User-defined MIL functions can be associated with a user-defined module; related functions are typically grouped into the same user-defined module. You can group your functions into a maximum of 7 user-defined modules, each of which can contain up to 128 user-defined MIL functions. A function's opcode indicates both its module and its offset within the module. When allocating the function context using MfuncAlloc(), the opcode is specified as M_USER_MODULE_n + m, where n specifies the user-defined module and m specifies the function's offset within the module.

User-defined MIL functions don't need to be grouped into a module. In this case, specify the function's opcode using M_USER_FUNCTION + m, where m is a value between 0 to 127 that has not already been assigned to another ungrouped function. This means that to generate an opcode, you can have up to 128 ungrouped user-defined functions.

A function's opcode must be unique. The uniqueness of the function's opcode is particularly important when retrieving error codes since the function that returned an error is identified by its opcode. The uniqueness is also critical when executing the slave function remotely; see the Master/slave dynamics on a remote system section later in this chapter.

Error handling in slave functions

A MIL application has specific functionality and settings for error handling. Typically, the settings apply to the entire application. However, a slave function has its own error handling settings.

Current and global errors

An application has a place to store its current error and global error, if any exist. Any errors that come from a function within a slave function, however, are stored in a separate place reserved for the slave function's current and global error. To inquire or clear the slave function's errors, call MappGetError() or MappControl() with M_CLEAR_ERROR, respectively, within the slave function itself. Calling these functions within the slave function will have no effect on the error settings of the application, nor will calling these functions in the rest of the application have any effect on the slave function's error settings.

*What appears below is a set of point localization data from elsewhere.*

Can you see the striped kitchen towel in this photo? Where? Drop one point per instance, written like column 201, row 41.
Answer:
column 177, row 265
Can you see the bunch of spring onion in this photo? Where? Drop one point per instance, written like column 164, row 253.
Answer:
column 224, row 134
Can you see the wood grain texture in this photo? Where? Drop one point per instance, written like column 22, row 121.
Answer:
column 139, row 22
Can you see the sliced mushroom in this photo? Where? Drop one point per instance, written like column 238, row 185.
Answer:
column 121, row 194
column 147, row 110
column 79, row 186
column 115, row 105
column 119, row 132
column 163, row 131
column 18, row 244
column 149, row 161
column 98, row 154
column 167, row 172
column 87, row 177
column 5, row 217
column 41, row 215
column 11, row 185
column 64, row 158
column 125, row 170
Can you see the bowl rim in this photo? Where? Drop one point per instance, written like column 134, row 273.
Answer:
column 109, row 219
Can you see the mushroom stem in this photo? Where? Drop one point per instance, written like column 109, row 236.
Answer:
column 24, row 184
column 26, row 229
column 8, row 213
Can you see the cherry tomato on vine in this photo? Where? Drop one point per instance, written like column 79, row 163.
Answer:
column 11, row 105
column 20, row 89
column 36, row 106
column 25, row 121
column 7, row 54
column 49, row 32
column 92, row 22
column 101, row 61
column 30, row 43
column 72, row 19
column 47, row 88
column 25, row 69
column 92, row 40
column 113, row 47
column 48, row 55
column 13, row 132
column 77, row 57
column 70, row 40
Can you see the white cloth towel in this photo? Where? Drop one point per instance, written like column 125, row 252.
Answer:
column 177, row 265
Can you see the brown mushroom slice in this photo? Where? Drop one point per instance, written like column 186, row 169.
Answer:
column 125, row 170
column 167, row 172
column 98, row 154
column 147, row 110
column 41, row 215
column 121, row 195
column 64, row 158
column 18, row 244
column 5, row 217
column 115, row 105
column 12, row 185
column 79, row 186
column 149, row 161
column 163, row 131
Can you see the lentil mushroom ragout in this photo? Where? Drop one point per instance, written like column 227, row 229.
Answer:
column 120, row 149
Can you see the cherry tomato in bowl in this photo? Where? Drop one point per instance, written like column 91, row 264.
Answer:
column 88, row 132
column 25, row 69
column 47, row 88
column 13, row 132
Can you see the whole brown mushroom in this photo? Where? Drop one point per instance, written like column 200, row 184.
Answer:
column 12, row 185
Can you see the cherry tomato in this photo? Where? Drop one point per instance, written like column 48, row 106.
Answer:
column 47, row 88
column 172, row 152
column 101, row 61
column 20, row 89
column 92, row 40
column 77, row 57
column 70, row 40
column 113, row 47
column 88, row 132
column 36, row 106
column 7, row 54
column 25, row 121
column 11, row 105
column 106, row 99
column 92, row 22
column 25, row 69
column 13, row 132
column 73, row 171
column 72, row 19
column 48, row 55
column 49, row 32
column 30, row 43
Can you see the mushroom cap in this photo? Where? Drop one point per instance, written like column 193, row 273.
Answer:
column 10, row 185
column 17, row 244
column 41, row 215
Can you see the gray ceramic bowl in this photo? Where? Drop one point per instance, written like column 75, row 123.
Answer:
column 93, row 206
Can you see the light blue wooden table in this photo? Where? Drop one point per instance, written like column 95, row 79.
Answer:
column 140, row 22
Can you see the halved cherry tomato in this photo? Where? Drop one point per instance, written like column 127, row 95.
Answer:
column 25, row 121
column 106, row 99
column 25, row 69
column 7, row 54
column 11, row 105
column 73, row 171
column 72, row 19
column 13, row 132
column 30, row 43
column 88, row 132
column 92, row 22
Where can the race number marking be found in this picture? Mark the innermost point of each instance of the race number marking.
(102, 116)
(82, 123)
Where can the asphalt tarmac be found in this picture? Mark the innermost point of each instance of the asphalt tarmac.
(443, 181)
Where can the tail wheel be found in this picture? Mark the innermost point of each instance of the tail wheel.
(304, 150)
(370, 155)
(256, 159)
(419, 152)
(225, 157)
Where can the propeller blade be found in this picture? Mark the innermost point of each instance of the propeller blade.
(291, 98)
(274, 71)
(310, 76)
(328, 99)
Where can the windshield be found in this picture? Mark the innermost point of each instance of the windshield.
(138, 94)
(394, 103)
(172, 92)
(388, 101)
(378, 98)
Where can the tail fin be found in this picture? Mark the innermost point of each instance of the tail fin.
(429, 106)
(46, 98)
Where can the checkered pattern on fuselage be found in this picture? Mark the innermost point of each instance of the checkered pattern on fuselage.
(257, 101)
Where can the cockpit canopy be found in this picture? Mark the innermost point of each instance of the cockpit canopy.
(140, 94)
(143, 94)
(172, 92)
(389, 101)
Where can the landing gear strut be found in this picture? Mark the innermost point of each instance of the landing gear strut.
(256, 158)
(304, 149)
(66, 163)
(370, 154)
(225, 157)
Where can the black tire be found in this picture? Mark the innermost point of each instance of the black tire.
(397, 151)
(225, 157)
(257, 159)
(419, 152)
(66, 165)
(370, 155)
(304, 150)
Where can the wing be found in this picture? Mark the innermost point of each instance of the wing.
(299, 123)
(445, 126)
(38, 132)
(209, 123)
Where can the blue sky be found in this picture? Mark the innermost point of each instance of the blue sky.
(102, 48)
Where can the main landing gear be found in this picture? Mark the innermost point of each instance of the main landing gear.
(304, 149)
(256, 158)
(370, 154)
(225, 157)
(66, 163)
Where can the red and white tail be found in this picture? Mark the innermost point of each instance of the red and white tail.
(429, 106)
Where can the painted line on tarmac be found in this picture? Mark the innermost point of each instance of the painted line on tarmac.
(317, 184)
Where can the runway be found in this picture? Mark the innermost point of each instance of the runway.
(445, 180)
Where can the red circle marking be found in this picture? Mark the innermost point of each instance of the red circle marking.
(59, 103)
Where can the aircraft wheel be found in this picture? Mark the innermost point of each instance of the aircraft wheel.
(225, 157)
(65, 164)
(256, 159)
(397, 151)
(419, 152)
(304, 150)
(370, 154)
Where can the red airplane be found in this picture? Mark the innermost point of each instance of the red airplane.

When a slave function ends, its global error, if any, will be transferred to the current error of the main application. If the slave function's errors were cleared prior to it ending, nothing is transferred. The only way for the main application to inquire an error obtained from a slave function, is by inquiring the current error, using MappGetError() with M_CURRENT while in the main application after the slave function has ended.

Logging errors

When developing user-defined MIL functions, MfuncErrorReport() allows you to create custom error codes and error messages which are treated as normal MIL errors. MfuncErrorReport() also allows you to associate each error code with an error message; up to one hundred such custom error code associations can be defined within MIL.

Any error logged by calling MfuncErrorReport() from within a slave function will be stored as the slave function's new global error. If you set ErrorCode to M_NULL, the slave function's global error is reset, resulting in no error being returned after the slave function has ended.

Print error settings

Each slave function has its own print error setting, which controls whether an error is printed to the screen, independent of the master function's setting. The default value for a slave function's print error setting is different from most other types of functions. The default for a slave function is M_PRINT_DISABLE, while it is M_PRINT_ENABLE for the rest. This setting can be changed using MappControl() set to M_ERROR + M_THREAD_CURRENT. Whatever the setting, you can always check for an error using MappGetError().

Hook functions in a slave function

Within a slave function, you can call MappHookFunction() to hook a user-defined function to an event. However, the HookType cannot be M_ERROR_CURRENT or M_ERROR_GLOBAL. Specifying either of these two event types will result in an error.